Klettern mit dem Bike erfordert hohe Dauerleistung ohne Unterbrechung – die Rollphasen, die im Flachland immer wieder Entspannung bzw. Erholung erlauben, fallen weg. Das macht das Klettern härter als das Fahren in der Ebene. Die nötigen Zutaten fürs Klettertraining sind eine gute Grundlagenausdauer, die es ermöglicht, lange Strecken effizient zurückzulegen. Darauf aufbauend, ist eine stärker ausgeprägte Ermüdungsresistenz der Beinmuskulatur beim Klettern gefragt, sowie die Fähigkeit, über längere Zeit auch mehr Power zu entwickeln, als im Flachen notwendig ist. Zusätzlich ist der Oberkörper mehr gefordert, weil er das stabile Widerlager für die kraftvollere Beinarbeit bilden muss. Schwäche in diesem Kriterium führt zu Rückenproblemen, welche die Kletterei gründlich vermiesen können.

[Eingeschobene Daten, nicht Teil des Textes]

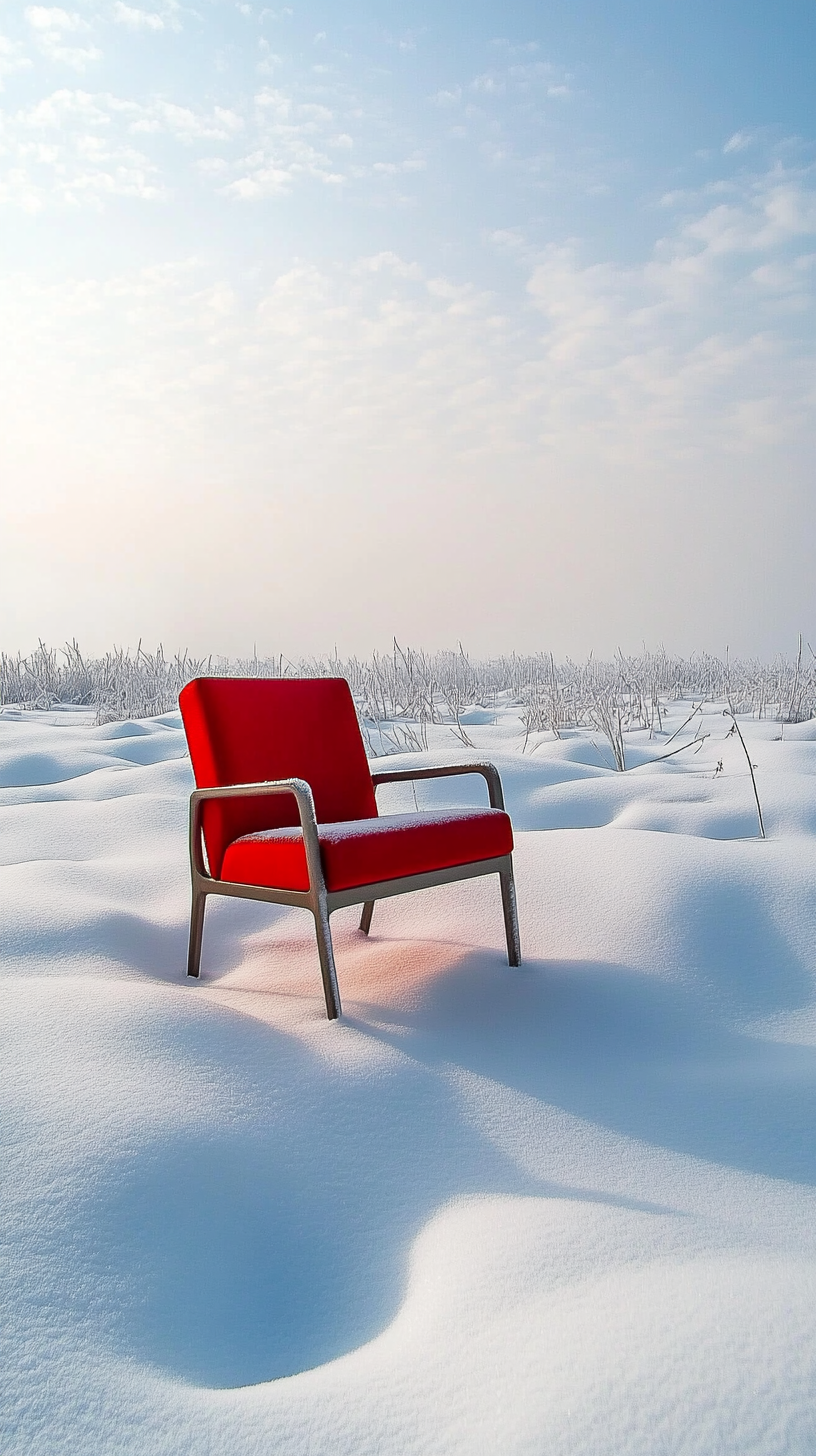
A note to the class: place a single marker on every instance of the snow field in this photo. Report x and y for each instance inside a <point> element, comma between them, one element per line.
<point>551,1210</point>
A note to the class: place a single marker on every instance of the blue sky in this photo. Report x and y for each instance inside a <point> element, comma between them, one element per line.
<point>485,323</point>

Schließlich muss auch noch der Kopf mitspielen, Stichwort „mentale Härte“. Auf längeren Strecken gibt es immer Passagen, in denen es nicht läuft; dann dran zu blieben, für ein paar Kehren und noch ein paar, bis die Energie wieder fließt, ist vor allem Kopfsache, auch das lässt sich trainieren. Spezifisches Bergtraining besteht darin – Überraschung! – Berge zu fahren. Die andere Haltung auf dem Rad, das Zerren der Schwerkraft, der andere Tritt – das lässt sich nicht zu hundert Prozent in anderem Terrain simulieren. Und wer lange Berge meistern will, sollte auch lange Berge trainieren. Die meisten Radsportler haben aber keine hohen Berge vor der Haustür. Im heimischen Revier gilt es dann, Höhenmeter mit dem zu machen, was da ist. Wiederholtes Befahren kürzerer Anstiege sammelt auch viele Höhenmeter. Wer neben dem Deich wohnt und partout nichts zum Klettern findet, macht sich den Wind zum Berg und zieht über eine Stunde eine hohe, aber nicht maximale Dauerleistung durch.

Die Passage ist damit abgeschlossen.